IO is also essential when distributing functions. If you modified these functions to return the sequences they calculate, the IO would increase as the sequence size increased. At some point, the time needed to transmit the data would dominate the total time required to complete the multiple calls to the distributed function. This is important if you are distributing your functions over a cluster. This would require the use of a network, and network calls are more costly than the interprocess communication used in this tutorial.

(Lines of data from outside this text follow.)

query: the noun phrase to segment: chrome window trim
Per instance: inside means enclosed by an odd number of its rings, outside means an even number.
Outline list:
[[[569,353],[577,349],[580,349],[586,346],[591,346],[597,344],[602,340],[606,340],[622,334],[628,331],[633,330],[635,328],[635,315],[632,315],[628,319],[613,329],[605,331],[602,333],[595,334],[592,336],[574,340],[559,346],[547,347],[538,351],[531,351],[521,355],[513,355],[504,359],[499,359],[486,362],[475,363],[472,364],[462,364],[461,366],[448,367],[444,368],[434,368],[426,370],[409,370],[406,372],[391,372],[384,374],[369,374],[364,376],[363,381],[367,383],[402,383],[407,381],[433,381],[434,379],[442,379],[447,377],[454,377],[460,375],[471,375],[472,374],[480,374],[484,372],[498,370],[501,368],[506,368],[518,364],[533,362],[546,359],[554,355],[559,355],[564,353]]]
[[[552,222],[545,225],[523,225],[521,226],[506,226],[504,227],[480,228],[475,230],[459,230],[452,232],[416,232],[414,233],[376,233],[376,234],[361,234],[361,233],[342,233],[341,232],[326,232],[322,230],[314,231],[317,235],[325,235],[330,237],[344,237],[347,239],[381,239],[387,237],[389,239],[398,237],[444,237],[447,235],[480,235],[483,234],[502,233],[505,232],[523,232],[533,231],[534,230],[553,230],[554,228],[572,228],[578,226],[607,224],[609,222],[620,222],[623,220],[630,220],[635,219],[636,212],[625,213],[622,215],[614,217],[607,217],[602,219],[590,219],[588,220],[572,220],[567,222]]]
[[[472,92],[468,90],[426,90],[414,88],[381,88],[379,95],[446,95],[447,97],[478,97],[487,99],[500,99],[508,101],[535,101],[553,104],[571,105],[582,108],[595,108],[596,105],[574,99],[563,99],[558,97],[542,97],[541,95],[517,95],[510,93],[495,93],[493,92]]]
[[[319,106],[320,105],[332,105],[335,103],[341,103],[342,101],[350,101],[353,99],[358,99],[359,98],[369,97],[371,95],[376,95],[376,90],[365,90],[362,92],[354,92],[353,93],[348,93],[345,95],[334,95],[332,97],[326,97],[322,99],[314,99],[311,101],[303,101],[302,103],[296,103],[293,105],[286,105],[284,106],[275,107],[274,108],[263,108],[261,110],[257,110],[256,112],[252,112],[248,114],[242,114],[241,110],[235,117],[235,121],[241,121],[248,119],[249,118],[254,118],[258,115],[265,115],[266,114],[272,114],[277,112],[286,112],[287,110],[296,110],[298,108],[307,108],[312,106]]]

Therefore, it is recommended that you try to experiment with both the distributed Fibonacci function and the local Fibonacci function. Try to determine the minimum sequence size needed to benefit from a remote function. Once you figure out the computing, play with the IO to see what happens to overall performance. Distributed architectures, regardless of the tool you use, work best when they don’t have to move a lot of data around.

Fortunately, a major benefit of Ray is the ability to maintain entire objects remotely. This helps mitigate the IO problem. Let’s look at that next.

Remote Objects as Actors

Just as Ray translates Python functions to the distributed setting as tasks, Ray translates Python classes to the distributed setting as actors. Ray provides actors to allow you to parallelize an instance of a class. Code wise, all you need to add to a Python class is the @ray.remote decorator to make it an actor. When you make an instance of that class, Ray creates a new actor which is a process that runs in the cluster and holds a copy of the object.

Since they are remote objects, they can hold data, and their methods can manipulate that data. This helps cut down on interprocess communication. Consider using an actor if you find yourself writing too many tasks that return data, which in turn are sent to other tasks.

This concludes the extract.